#11913

delt0r wrote: Well no i can’t *because* there are no fast opening switches. In small scale well yea, every switch mode power supply uses inductors and the main energy store which makes them far more compact than a transformer/ripple cap combination. But the physics is straight forward and power density is pretty good compared to caps. Current at the MA level is a little more challenging without superconductors. But then MA is not trivial with caps either.

But if you can get a solid state switch with high current and high standoff. There is a strong case to use magnetic storage rather than caps.
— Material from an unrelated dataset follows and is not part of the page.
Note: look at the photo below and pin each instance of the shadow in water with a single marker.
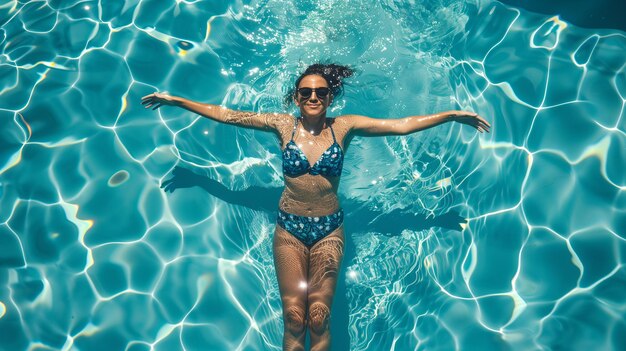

A large slow inductor will not be able to efficiently feed a fast pulse system like a plasma focus. It is better suited for tokameks. Over a decade of effort was put into the so-called plasma opening switch. The idea was to charge an inductive energy store and switch it to the load. The problem with inductors and fast pulses is the coupling. Plasma opening switches have an efficiency limit of 25%. The switch limits the efficiency to 25% when the switch is perfect. Marx technology has an efficiency limit of 33%. Regular RLC banks can do better depending on the match to the load.

Diamond is unobtainable as a practical switch at the moment. The material is mature enough to be used as a switch but the trigger is a problem. Diamond cannot be doped n I believe so you need to trigger it with UV photons, e-beams ,etc. The switch is only on for as long as the photons are present when operating at high voltage stand off. You need a high power UV laser below 200 nm, a flash lamp or particle beam system. The military invested heavily in diamond and it fell on its sword. For someone that’s saying I’m being negative, again, I’m speaking from experience. My employer worked on diamond switching for a decade or more. The trigger is the show stopper right now. A laser could be built to do the necessary triggering but it would be high power and high rep rate. Not a good combination.

SiC holds a great deal of promise but I don’t think it will reach the necessary voltage without stacking the switches in series which is the problem with Si switches. When you run switches in series you run the risk of jitter and the voltage showing up across one switch. A 20 kV switch does not like having 40 kV across it for long. This is the problem of solid state. Gas switches self break above their rated voltage and recover. Gas has not organization to it so who cares if it arcs. In fact, the switches use arcs to carry the current. Solid state switches arc under self break and solid materials don’t recover. There are tricks to avoid this problem but it takes someone steeped in solid state pulse power technology to make it work. Even the masters stay away from high voltage, high current because of the risk and cost.